Dans la région de Tohoku, le grand tremblement de terre et le tsunami ont endommagé ou détruit quelque 4 800 sanctuaires shinto. Aujourd’hui, 243 sont encore coincés dans la « Difficult-to-Return Zone », isolés du monde extérieur et de leurs paroissiens. En 2021, une entreprise de construction a érigé un nouveau « sanctuaire combiné » dans la ville de Futaba, en dehors de la zone. Cet endroit offre aux paroissiens des 50 sanctuaires ayant soit été anéantis par le tsunami, soit contaminés par les retombées radioactives, un lieu où se rassembler et pratiquer leur foi. Ise aurait pu suivre cette voie. Il aurait pu intégrer son sanctuaire à un autre, ou même choisir de le reconstruire en dehors de la zone, mais il ne l’a pas fait.

« Les sanctuaires sont liés aux gens par la terre », me dit-il. « Nous vivons sur la terre. Les cultures poussent sur la terre. Nos ancêtres sont enterrés dans la terre. On ne peut pas séparer un sanctuaire de la terre sur laquelle il se trouve. Et puis, je ne voudrais pas qu’il ne soit plus là, si un jour les gens sont enfin autorisés à revenir. C’est un petit sanctuaire, mais il a un rôle. Et j’en ai un aussi. Le protéger. »

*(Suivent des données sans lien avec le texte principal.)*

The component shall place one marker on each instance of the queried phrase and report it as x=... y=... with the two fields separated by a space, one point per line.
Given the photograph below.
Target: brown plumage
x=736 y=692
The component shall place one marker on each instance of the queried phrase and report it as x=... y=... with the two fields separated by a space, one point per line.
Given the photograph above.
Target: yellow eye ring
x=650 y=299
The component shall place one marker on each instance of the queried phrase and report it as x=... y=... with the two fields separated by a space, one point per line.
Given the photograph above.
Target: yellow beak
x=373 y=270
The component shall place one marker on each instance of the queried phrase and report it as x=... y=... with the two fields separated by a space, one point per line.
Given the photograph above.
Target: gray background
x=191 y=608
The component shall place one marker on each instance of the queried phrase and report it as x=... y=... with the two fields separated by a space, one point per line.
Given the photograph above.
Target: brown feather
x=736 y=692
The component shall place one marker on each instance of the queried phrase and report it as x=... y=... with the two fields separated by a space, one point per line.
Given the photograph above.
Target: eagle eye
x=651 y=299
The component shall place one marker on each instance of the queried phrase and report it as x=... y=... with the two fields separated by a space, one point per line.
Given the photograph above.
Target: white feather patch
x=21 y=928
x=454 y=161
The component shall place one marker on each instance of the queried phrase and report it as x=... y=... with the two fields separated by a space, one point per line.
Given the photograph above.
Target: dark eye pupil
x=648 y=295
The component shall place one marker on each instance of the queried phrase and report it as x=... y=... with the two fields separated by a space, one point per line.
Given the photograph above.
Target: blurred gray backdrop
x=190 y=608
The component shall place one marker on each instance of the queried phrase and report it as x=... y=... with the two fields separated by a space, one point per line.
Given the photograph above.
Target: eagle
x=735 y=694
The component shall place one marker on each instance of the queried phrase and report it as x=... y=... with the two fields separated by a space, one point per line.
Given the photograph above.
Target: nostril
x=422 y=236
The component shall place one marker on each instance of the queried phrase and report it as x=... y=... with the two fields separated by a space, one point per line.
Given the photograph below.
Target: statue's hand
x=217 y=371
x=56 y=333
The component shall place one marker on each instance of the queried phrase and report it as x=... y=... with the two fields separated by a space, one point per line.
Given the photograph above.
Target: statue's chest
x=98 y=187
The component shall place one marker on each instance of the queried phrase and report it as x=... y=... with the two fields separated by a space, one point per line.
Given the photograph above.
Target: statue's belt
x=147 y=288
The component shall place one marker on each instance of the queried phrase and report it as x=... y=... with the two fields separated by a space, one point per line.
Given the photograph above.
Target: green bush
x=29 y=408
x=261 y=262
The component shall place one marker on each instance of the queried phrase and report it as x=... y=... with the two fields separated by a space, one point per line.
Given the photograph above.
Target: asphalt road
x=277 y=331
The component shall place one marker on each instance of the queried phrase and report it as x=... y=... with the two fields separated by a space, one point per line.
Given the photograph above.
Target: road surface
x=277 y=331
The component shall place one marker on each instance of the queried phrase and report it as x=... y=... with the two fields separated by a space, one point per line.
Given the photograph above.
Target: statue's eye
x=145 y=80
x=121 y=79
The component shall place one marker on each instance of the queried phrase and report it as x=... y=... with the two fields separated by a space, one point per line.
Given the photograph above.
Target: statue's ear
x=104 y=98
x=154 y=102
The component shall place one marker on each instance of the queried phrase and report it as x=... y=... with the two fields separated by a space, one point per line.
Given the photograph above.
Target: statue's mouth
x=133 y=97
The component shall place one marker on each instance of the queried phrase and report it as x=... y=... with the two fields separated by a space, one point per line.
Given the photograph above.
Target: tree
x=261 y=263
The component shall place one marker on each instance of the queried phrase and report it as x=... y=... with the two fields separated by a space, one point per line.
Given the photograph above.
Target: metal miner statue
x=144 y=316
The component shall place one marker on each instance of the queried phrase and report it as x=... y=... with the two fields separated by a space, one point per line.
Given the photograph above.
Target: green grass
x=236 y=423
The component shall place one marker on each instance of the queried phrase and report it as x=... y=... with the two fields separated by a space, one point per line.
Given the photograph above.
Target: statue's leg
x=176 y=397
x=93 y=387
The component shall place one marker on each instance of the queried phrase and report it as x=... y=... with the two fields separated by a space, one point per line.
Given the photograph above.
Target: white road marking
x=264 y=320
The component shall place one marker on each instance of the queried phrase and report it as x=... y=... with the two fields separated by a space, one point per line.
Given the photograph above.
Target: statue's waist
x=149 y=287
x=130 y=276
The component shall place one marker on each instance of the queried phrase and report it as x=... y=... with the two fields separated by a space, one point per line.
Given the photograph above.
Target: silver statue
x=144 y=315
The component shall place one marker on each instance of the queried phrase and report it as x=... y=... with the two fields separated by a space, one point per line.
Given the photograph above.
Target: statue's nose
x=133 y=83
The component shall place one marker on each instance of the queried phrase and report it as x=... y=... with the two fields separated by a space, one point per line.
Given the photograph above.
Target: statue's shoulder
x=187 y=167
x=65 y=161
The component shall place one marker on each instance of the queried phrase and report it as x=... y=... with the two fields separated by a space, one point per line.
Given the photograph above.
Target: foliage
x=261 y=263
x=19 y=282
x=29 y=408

Alors qu’Ise range ses robes après le rituel, il me tend un ofuda, un talisman shinto. Il s’agit d’une feuille de papier washi blanc pliée, calligraphiée par Ise, sur laquelle on peut lire « Tsushima Inari Jinja », ainsi que « Sécurité domestique », « Sécurité routière » et « Protection contre la maladie ». En général, ces talismans sont vendus aux visiteurs, mais à l’évidence, plus personne ne se rend à Tsushima Inari Jinja.

Chaque année, Ise prépare des centaines de ces ofuda, les consacre lors d’un rituel au sanctuaire et les envoie par courrier à ses anciens voisins maintenant dispersés à travers le Japon. Parfois, lorsqu’il rencontre l’un d’entre eux, il les entend s’inquiéter de l’éventuelle disparition de leur ville natale. Les talismans d’Ise sont un geste pour lutter contre cette possibilité.

Dans les années qui ont suivi la catastrophe, il en a posté environ 1 000 par an. Mais d’année en année, le nombre de talismans envoyés diminue. Certains de ses fidèles ont déménagé sans mettre à jour leurs coordonnées. Beaucoup d’autres sont morts de vieillesse. L’année dernière, Ise en a seulement envoyé 600. Mais il m’assure avoir l’intention de continuer aussi longtemps qu’il le pourra.